After news of the complaint broke on TheWrap, the plan’s board pledged a “full review” of Simmons’ allegations and announced it had retained outside counsel to conduct the investigation.  

However, the petition claims the counsel SAG-PPHP turned to attorney Nancy Solomon, a friend of SAG’s national executive director, David White who worked with him previously at the law firm of O’Melveny & Myers. “Due to these close associations, we have serious concerns that Ms. Solomon’s objectivity and due diligence may have been compromised, resulting in the cherry-picking of certain people to interview while overlooking others who may not have been as supportive of Mr. Dow,” the complaint reads.  
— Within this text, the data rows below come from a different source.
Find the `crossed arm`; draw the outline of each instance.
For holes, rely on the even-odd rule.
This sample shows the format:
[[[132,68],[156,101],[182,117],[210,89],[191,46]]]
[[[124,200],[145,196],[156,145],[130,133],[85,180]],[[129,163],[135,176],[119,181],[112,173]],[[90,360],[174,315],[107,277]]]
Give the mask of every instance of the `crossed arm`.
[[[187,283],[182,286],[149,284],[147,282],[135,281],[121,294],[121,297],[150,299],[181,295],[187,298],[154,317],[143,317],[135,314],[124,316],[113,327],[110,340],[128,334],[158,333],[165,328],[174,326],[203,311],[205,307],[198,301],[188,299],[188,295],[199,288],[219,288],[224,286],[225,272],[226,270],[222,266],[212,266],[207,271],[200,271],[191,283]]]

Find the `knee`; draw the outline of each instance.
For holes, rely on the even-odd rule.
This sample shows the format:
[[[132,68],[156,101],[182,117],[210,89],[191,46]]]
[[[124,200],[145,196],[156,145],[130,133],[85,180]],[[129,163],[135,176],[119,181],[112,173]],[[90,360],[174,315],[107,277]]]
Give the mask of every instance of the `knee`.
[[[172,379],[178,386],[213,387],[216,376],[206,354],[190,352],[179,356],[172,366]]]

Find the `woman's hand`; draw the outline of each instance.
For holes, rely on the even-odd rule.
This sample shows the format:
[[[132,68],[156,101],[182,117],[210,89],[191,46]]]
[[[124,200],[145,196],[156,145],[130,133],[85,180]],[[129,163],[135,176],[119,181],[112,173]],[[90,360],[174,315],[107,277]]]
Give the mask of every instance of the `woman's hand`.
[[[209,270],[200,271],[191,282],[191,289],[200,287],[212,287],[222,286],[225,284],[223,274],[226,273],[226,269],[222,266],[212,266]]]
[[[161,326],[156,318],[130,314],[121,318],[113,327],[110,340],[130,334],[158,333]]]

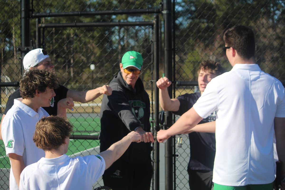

A spokesperson for SAG-PPHP declined to say if an investigation has been concluded, but told TheWrap the petition contains inaccurate information.  

The petition also claims Solomon presented a report to the plan’s trustees and asked for Dow to pay back tens of thousands of dollars in unauthorized moving expenses. But, it reads: “Merely returning the money is not sufficient to right this wrong. At what threshold of wrongdoing is punitive action taken?”   

“We are hearing nothing about what is being done to address or shine light on these issues,” the petition adds. “From out here it looks as though you are not exercising your fiduciary duties as trustees.”